- Linux kernel: GPLv2
- Node: MIT
- React: MIT https://github.com/facebook/react/blob/main/LICENSE
- glibc: LGPL
- BusyBox: GPLv2
- Kotlin: Apache 2.0
- Swift: Apache 2.0
- golang: 3-clause BSD + patent grant
- dart: bsd
- kubernetes: Apache
- tensorflow: Apache
- Angular: MIT
- Flutter: New BSD, or 3-clause BSD
- Apache License 2.0 for userspace software
- GNU GPL v2 for the Linux kernel modifications
GPLv3 is essentially incompatible with the GPLv2; the problems of GPLv2 compatibility with Apache licensed software were resolved with the GPLv3.
Why Apple tries to avoid GPL
E.g. in 2021 macOS uses zsh (MIT-like license) as the default shell instead of bash (bash 3.x uses GPLv2)
- GPL v3 requires the code to be modifiable. Much of Apple code is signed, so Apple would have to allow users to sign or run unsigned code.
- GPL has automatic patent licensing and Apple is very protective of its patents.
MIT permissive license as "lets people do anything they want with your code as long as they provide attribution back to you and don’t hold you liable."
GPL vs MIT
The GNU GPL is explicit about the patent grant an author would be giving when the code (or derivative work) is distributed, the MIT license does not discuss patents. Moreover, the GPL license impacts "derivative works", but the MIT license does not.
BSD licenses are a family of permissive free software licenses, imposing minimal restrictions on the use and distribution of covered software. This is in contrast to copyleft licenses, which have share-alike requirements.

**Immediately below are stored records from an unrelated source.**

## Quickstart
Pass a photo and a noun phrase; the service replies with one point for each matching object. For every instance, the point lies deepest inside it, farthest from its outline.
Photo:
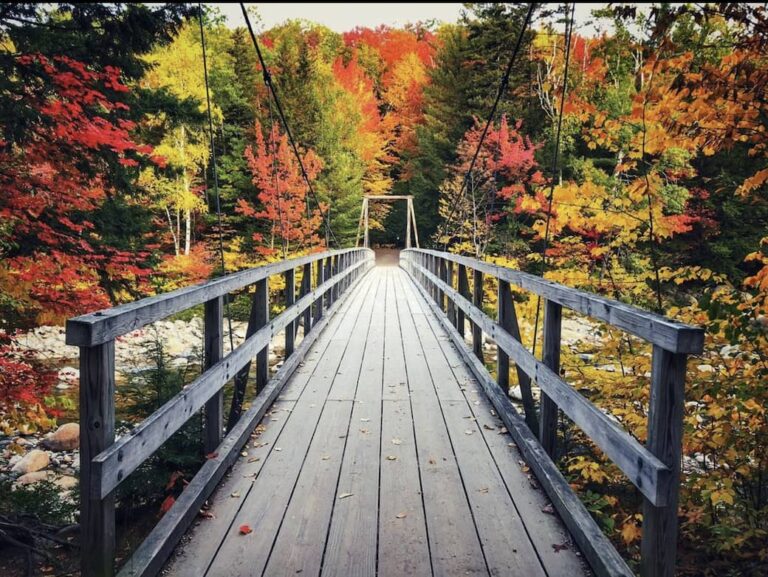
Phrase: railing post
(306, 288)
(463, 291)
(213, 317)
(97, 433)
(553, 315)
(477, 300)
(290, 298)
(504, 316)
(665, 434)
(449, 281)
(261, 302)
(320, 278)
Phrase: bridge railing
(654, 468)
(106, 462)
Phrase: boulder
(33, 461)
(65, 438)
(66, 482)
(30, 478)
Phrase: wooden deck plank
(454, 544)
(264, 506)
(437, 501)
(507, 548)
(547, 533)
(352, 537)
(301, 537)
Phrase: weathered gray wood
(265, 507)
(105, 325)
(352, 537)
(306, 287)
(543, 530)
(477, 300)
(600, 553)
(213, 425)
(150, 556)
(645, 471)
(523, 379)
(665, 433)
(670, 335)
(553, 316)
(454, 544)
(290, 298)
(261, 310)
(464, 291)
(506, 544)
(97, 432)
(114, 464)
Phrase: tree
(282, 194)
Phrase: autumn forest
(629, 159)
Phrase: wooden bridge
(385, 447)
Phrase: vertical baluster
(97, 433)
(477, 300)
(290, 298)
(665, 433)
(261, 303)
(463, 291)
(553, 314)
(213, 316)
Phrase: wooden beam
(656, 329)
(553, 315)
(116, 462)
(650, 475)
(102, 326)
(602, 556)
(290, 298)
(477, 300)
(151, 555)
(213, 425)
(261, 306)
(97, 433)
(665, 433)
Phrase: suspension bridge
(381, 445)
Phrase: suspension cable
(555, 159)
(215, 171)
(502, 89)
(268, 81)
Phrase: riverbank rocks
(65, 438)
(31, 478)
(35, 460)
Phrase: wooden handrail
(106, 463)
(654, 468)
(104, 325)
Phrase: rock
(65, 438)
(31, 478)
(66, 482)
(33, 461)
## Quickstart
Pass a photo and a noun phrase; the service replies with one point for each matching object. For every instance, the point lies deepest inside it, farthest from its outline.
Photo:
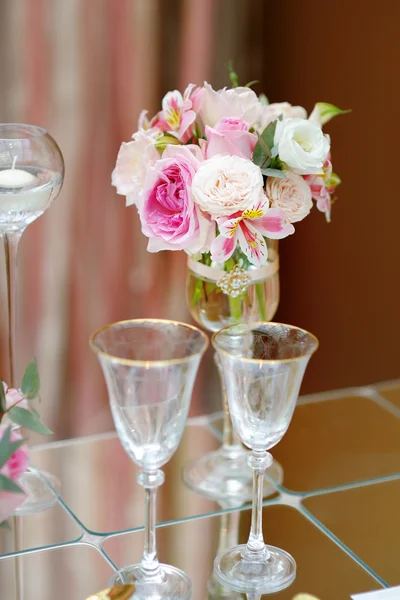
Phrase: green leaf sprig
(30, 388)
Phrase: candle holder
(31, 176)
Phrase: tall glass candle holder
(31, 176)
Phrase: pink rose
(18, 462)
(230, 136)
(291, 194)
(169, 217)
(322, 186)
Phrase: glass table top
(336, 512)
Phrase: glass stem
(231, 446)
(11, 241)
(149, 565)
(256, 549)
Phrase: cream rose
(224, 185)
(134, 159)
(270, 112)
(301, 145)
(239, 102)
(292, 195)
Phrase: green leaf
(233, 77)
(328, 111)
(333, 181)
(30, 384)
(263, 151)
(166, 140)
(25, 418)
(3, 405)
(273, 173)
(8, 485)
(253, 82)
(7, 447)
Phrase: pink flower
(13, 469)
(169, 217)
(18, 462)
(291, 194)
(230, 136)
(248, 229)
(179, 112)
(322, 186)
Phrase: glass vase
(218, 298)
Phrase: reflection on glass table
(324, 569)
(341, 531)
(69, 573)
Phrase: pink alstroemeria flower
(322, 186)
(179, 112)
(248, 229)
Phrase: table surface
(337, 511)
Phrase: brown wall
(340, 280)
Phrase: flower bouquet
(223, 175)
(17, 410)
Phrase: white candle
(23, 192)
(13, 178)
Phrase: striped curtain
(83, 70)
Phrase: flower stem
(235, 308)
(261, 300)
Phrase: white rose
(301, 145)
(233, 102)
(224, 185)
(270, 112)
(134, 159)
(292, 195)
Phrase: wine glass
(223, 474)
(150, 366)
(263, 376)
(31, 176)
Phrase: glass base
(266, 576)
(227, 479)
(39, 496)
(173, 584)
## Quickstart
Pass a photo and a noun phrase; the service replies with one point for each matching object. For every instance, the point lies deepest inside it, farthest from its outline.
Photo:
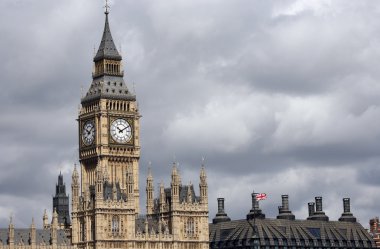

The Apache 2.0 licenses contain a patent grant, which means that at least the authors of the code are giving you any rights that you need for the authors' patents that happen to be in the code that you are using.
Permissive vs copyleft free software license
Computer programs are deemed "free" if they give end-users (not just the developer) ultimate control over the software and, subsequently, over their devices.
"The ‘BSD-like’ licenses such as the BSD, MIT, and Apache licenses are extremely permissive, requiring little more than attributing the original portions of the licensed code to the original developers in your own code and/or documentation."
Diff: when the software is being redistributed (either modified or unmodified),
- permissive licenses don't enforce the redistributor to open the modified source code. (the world is "good", therefore just allowing good actions and hoping for giving back in form of source code.)
- Copyleft ("sharealike") licenses enforce the publication of the source code under the copyleft license. (the world is "evil" so "freedoms" need to be enforced; this could be "legal time-bombs")
a summary of CreativeCommons licenses ...
- Copyleft: free to modify and distribute
- CreativeCommons: with some restrictions
- Copyright: all rights reserved
Public Domain(from wikipedia): those whose intellectual property rights have expired, have been forfeited, or are inapplicable.
CreativeCommons provides some Public Domain Tools
- CC0: "No Rights Reserved", simply FREE
- Public Domain Mark: "No Known Copyright", some FREE stuff from public, you may also use it for FREE
|Allow Adaptation||Share Alike||No Adaptation|
|Allow Commercial Use||Attribution CC BY||Attribution-ShareAlike CC BY-SA||Attribution-NoDerivs CC BY-ND|
|No Commercial Use||Attribution-NonCommercial CC BY-NC||Attribution-NonCommercial-ShareAlike CC BY-NC-SA||Attribution-NonCommercial-NoDerivs CC BY-NC-ND|
CC licenses are appropriate for all types of content you want to share publicly, except software and hardware.
https://creativecommons.org/choose/zero/: no rights reserved
- ™ tm for an unregistered trademark, that is, a mark used to promote or brand goods;
- ℠ sm for an unregistered service mark, that is, a mark used to promote or brand services;
- ® r for a registered trademark. The owner of a registered trademark may commence legal proceedings for trademark infringement to prevent unauthorized use of that trademark. However, registration is not required. The owner of a common law trademark may also file suit, but an unregistered mark may be protectable only within the geographical area within which it has been used or in geographical areas into which it may be reasonably expected to expand.